See also: Digital Transformation: How the CEO Thinks

However, moving all operations to the cloud and scaling up overnight isn’t a realistic ask of traditional insurers, either. The transition is expensive and takes months of planning and testing. Instead, insurance organizations should take things slower by prioritizing the applications that require the highest levels of performance as well as most external and third-party connectivity. The basic rule of thumb: Apps that are customer-facing should be at the top of your list.

Set yourself up with premium analytics

Quality data is central to understanding the needs of agents and customers, but legacy technology doesn’t allow for the best insights. Turning to a cloud or hybrid strategy increases an insurer’s ability to access top-notch, real-time data and analytics, as well as expand into emerging cloud offerings.

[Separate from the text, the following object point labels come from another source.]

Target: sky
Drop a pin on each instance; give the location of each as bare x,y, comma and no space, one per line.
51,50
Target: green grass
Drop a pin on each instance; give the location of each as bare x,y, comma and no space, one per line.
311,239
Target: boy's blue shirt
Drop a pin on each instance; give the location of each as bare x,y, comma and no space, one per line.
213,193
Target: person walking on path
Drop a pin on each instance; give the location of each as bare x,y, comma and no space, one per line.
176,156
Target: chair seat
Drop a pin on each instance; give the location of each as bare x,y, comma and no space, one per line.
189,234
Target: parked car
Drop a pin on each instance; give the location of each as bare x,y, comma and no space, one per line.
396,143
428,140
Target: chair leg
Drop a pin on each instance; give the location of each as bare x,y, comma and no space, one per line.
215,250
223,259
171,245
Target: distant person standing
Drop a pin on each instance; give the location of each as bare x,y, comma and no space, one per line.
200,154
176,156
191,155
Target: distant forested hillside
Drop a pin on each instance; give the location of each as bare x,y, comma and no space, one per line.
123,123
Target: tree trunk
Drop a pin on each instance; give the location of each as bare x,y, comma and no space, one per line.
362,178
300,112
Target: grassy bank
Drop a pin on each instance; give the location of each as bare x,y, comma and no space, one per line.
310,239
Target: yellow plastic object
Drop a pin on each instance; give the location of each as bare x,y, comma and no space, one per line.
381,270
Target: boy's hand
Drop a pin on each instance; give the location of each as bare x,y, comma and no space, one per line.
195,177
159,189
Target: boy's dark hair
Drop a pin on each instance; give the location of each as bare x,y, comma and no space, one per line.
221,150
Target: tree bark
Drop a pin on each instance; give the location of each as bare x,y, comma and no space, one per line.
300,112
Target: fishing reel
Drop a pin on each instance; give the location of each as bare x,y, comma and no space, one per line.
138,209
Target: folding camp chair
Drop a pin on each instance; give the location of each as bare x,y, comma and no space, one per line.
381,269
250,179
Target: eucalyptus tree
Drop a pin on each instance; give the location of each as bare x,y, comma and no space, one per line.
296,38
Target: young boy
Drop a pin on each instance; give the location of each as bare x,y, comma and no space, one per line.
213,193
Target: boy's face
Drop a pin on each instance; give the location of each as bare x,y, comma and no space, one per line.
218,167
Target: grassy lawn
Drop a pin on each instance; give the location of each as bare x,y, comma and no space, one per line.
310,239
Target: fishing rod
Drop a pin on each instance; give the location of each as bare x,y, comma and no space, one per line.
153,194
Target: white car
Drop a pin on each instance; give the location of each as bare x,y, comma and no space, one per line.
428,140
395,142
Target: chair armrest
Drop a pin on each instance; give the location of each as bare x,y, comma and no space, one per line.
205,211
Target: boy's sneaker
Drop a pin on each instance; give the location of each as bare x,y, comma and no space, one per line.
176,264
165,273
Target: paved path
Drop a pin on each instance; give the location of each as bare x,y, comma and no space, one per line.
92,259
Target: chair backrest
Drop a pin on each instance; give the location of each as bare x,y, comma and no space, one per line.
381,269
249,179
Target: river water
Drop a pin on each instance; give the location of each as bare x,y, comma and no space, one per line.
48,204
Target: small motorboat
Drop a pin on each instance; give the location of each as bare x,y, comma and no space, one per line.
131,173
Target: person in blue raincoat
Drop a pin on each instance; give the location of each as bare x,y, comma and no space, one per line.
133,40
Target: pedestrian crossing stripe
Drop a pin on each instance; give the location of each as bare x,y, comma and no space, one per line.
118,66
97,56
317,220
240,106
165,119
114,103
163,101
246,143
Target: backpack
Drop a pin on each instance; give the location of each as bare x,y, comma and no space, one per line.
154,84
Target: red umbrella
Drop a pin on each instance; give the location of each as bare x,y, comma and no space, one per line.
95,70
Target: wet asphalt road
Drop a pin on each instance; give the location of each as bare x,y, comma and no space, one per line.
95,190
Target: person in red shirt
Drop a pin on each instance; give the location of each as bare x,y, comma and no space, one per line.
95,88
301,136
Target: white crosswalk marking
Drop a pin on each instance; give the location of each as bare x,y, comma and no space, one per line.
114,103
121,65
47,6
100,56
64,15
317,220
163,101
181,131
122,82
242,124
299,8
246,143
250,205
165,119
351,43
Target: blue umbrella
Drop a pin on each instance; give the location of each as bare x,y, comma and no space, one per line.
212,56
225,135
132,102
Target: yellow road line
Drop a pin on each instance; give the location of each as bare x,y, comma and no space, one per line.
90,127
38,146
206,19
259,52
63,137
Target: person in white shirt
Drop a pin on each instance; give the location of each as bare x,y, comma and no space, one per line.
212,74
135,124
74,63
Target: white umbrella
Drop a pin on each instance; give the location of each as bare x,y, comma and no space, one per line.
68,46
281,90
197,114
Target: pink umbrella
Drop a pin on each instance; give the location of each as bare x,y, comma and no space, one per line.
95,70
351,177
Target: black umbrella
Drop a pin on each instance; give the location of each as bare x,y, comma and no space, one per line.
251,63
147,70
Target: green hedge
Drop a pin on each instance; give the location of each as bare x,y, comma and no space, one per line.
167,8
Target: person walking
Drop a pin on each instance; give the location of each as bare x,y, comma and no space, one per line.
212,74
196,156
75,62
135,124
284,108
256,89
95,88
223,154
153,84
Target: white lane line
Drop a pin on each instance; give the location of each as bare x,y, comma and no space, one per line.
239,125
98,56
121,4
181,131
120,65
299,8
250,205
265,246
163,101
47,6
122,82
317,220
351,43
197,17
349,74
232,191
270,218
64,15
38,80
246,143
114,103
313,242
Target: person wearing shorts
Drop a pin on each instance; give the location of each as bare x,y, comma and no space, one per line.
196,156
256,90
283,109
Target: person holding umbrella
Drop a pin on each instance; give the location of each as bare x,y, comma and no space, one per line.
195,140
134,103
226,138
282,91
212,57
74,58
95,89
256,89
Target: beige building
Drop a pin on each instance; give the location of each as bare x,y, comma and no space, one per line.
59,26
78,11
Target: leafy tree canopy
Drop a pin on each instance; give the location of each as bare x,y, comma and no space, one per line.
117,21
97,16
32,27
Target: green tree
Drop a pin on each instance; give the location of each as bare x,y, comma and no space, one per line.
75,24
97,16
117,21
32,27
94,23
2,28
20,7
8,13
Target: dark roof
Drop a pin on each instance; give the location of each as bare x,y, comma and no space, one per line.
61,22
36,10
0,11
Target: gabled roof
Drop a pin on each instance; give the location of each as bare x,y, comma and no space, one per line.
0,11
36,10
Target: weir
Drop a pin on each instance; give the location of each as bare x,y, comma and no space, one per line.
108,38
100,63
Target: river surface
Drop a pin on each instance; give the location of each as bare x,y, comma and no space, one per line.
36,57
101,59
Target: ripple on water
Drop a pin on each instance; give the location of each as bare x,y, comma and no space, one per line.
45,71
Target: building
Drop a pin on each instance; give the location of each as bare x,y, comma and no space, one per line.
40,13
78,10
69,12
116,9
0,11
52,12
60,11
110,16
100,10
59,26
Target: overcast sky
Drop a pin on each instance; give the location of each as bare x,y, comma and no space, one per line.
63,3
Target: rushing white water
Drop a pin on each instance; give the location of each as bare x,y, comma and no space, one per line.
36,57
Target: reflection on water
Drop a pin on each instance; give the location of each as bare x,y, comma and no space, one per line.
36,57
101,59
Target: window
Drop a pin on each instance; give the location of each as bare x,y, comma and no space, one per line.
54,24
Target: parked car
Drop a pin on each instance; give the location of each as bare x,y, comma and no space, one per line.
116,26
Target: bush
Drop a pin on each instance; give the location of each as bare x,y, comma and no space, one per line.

According to Ensono and Forrester, almost half of insurance decision makers use cloud platforms for advanced data analytics, and about 40% believe it’s important to expand their use of emerging cloud technologies like mobile or internet of things (IoT) and increase reliance on public cloud platforms for systems of engagement. Those systems of engagement need to connect seamless to systems of record.

Find the right partners

Data analytics clearly play a huge role in the benefits insurers can reap from a hybrid cloud strategy. But a full 100% of insurers admitted to facing data-related security issues, according to Ensono’s study. Whether this is due to outdated IT infrastructure or a lack of expertise, it’s unacceptable to put any data at risk, especially customer data.

The right partners can help keep your organization’s data secure while optimizing the right applications for cloud. Mainframes – a true foundation of the insurance business – aren’t going away in this process, but they won’t bear the whole burden any more, either. Legacy systems do have their perks, such as security and expense, but ultimately insurers need to ensure they have access to the expertise needed to help their businesses thrive in the cloud.

See also: 4 Rules for Digital Transformation

The transition to a hybrid IT environment requires re-engineered IT infrastructure, the use of real-time data and insights and the right talent – the kind that can create a flexible and competent IT strategy with a custom balance of legacy platforms and cloud environment. Partners like managed service providers (MSPs), migration services and consultants can make the process much smoother. Accessing third-party support also allows your organization to skip the stressful experience of hiring for internal tech experts in a talent economy suffering from an IT skills gap.

The push from customers for faster, better service in insurance continues. But dated infrastructure and an IT talent shortage is holding the insurance industry back. Digital transformation is the only way to achieve growing expectations, cloud migration being the core driver behind the progress. Insurers must thoughtfully design an infrastructure migration plan associated with their application strategy and seek the needed resources to help carry it out, thus ensuring a stabler as well as growing customer-backed future.